SAP issued its own statement early Tuesday saying that it would not increase its "best-and-final" offer of $11 per share and that Retek had subsequently terminated the merger agreement between the two companies. Oracle's statement also said that SAP, which had struck a deal last month to acquire Retek for $8.50 per share, had dropped out of the bidding for the software vendor.

Although Retek had urged shareholders to accept SAP's offers, up to and including its final $11-per-share bid, Oracle's subsequent $11.25-per-share offer was apparently too good to pass up. "We believe that Oracle's offer is a good deal for Retek shareholders, and all directors in attendance at our board meeting have recommended that it be accepted," said Marty Leestma, Retek president and CEO, in the Oracle statement. "We will work with Oracle over the next several weeks to ensure that the integration is not disruptive for our clients and employees," he said.

Information about when Oracle and Retek expect to complete the acquisition and how Retek's operations would be combined with Oracle was not immediately available.

The acquisition is seen as a critical move by Oracle to expand its software applications business into vertical markets such as the retail industry.
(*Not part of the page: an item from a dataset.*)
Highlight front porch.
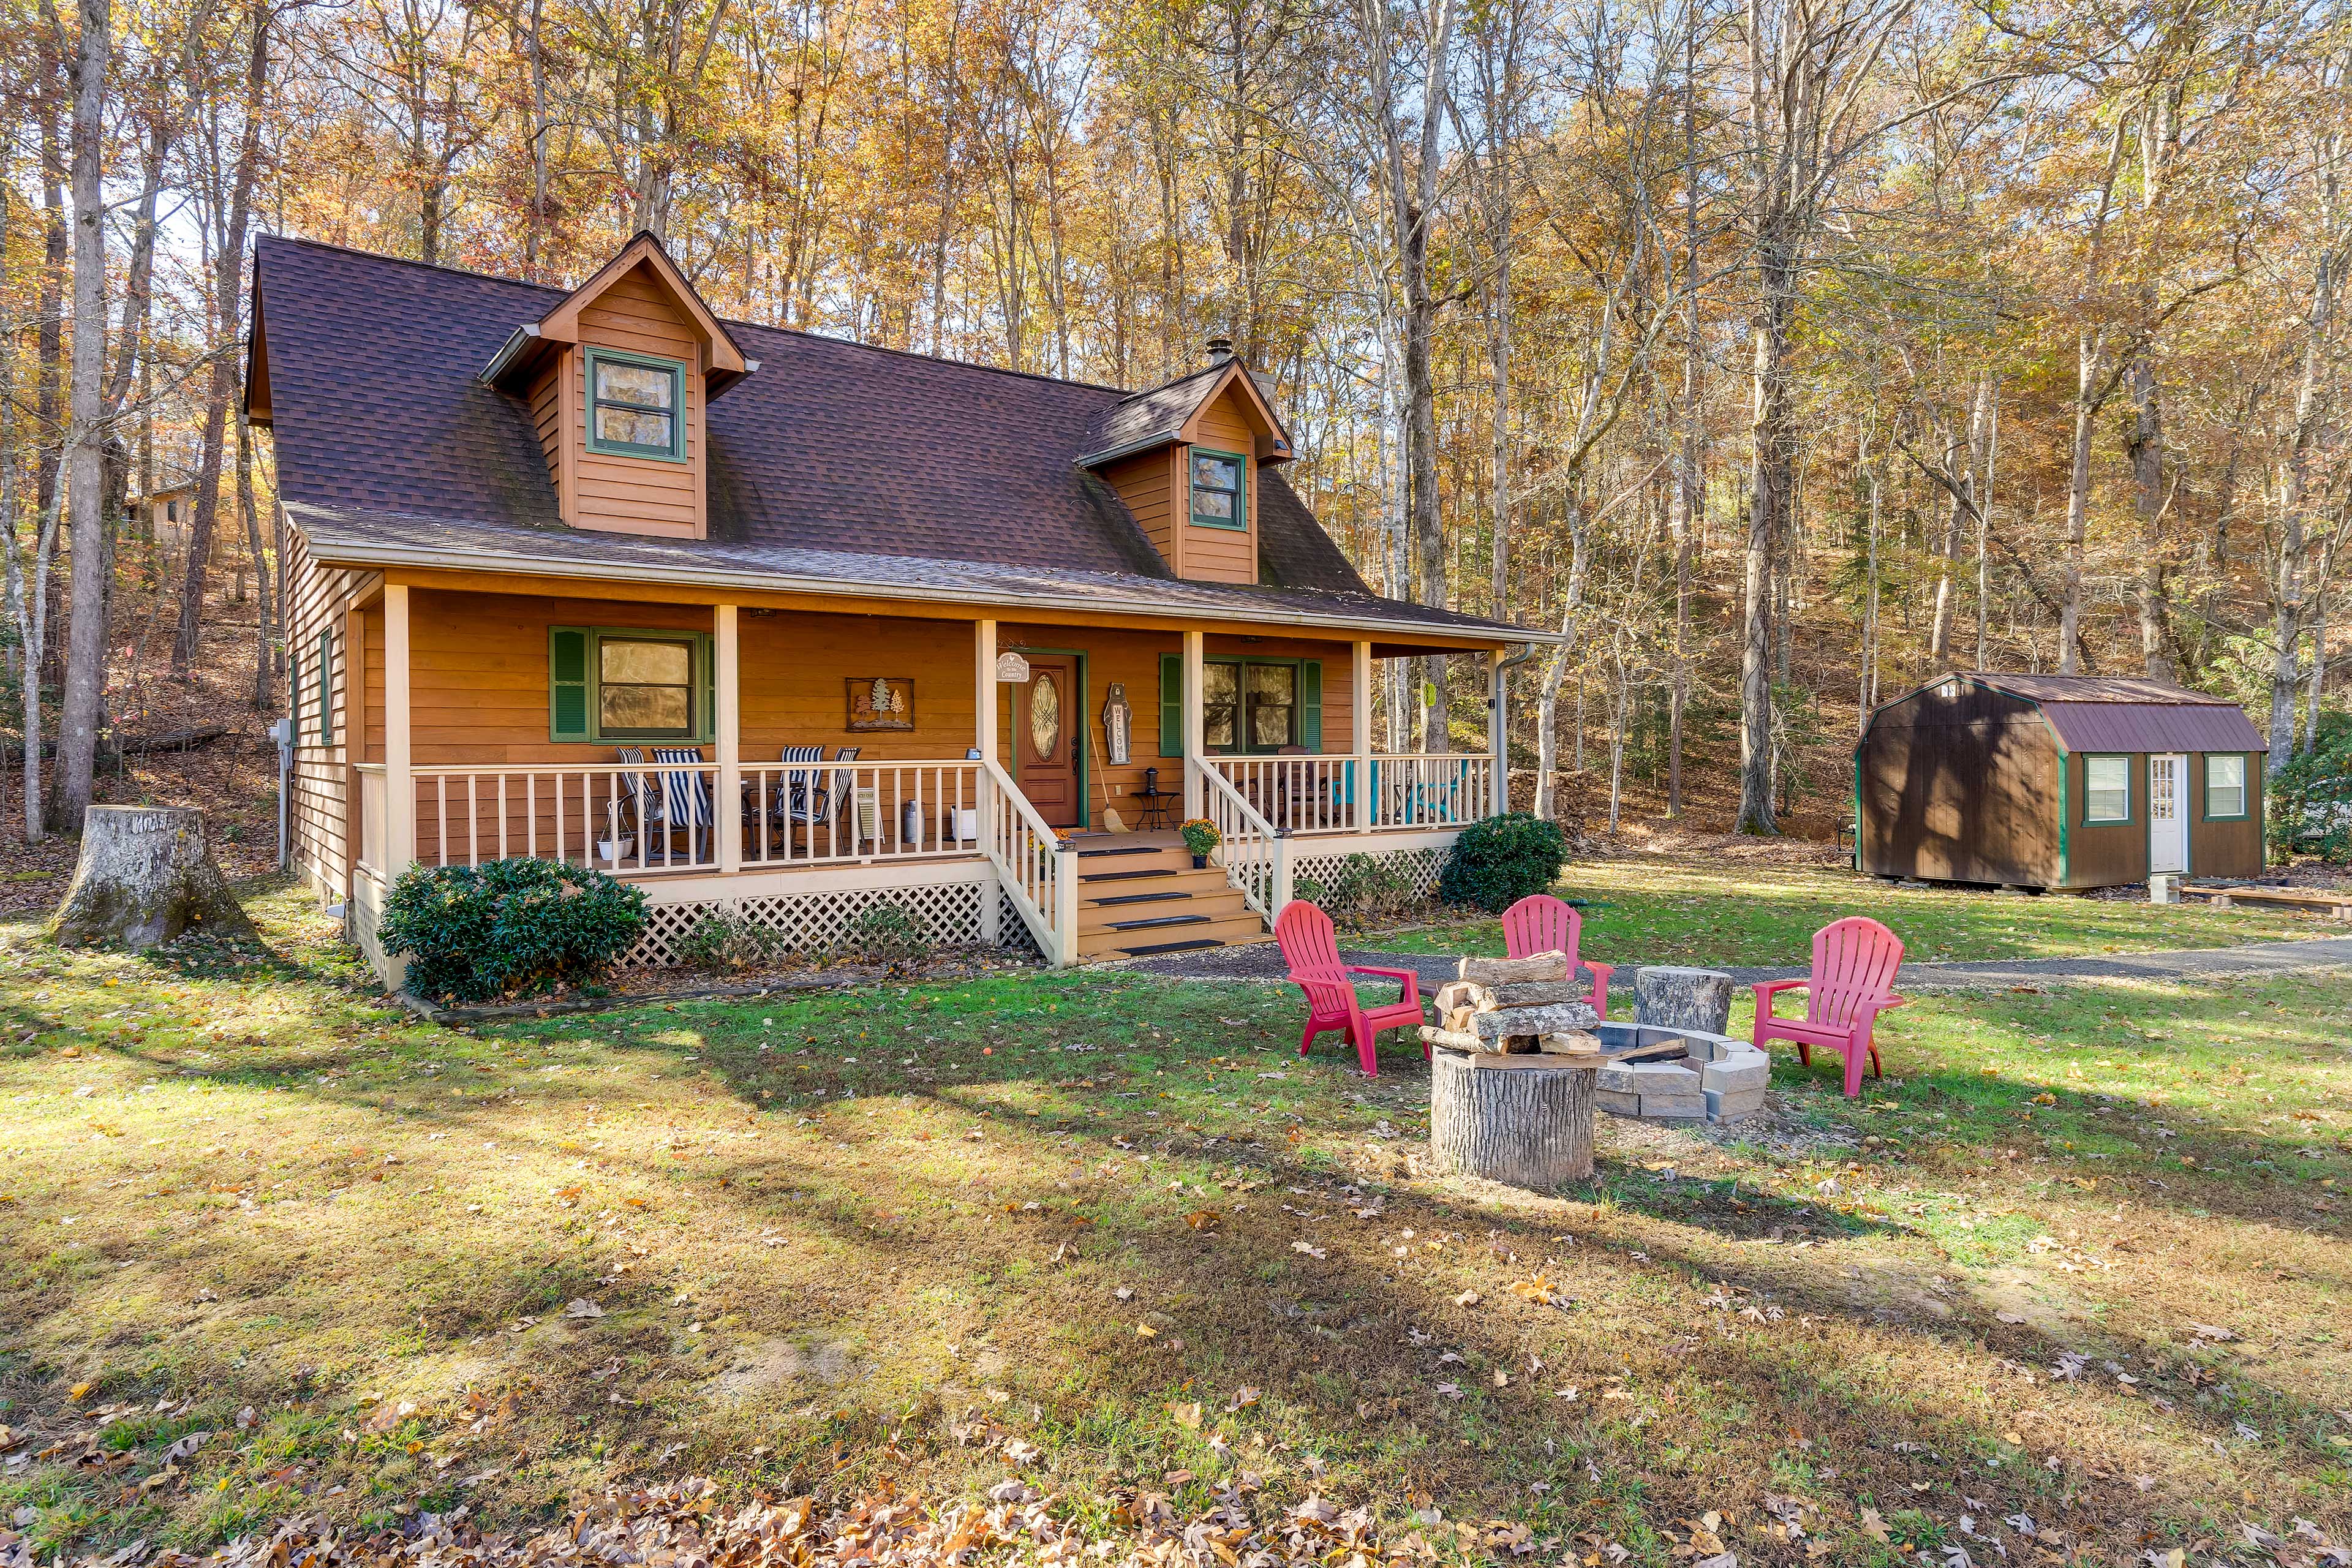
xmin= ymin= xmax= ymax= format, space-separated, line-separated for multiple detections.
xmin=333 ymin=581 xmax=1512 ymax=977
During the bidding for Retek, Oracle CEO Larry Ellison argued that the two companies were a natural match because nearly 80% of Retek customers run its retail applications on Oracle's database software in conjunction with other Oracle apps.

In Oracle's statement, Best Buy Co. CIO Bob Willet, a Retek customer, said most Retek customers run Oracle's financial and human-resource-management apps, "so Oracle buying Retek is a perfect fit for the retail industry."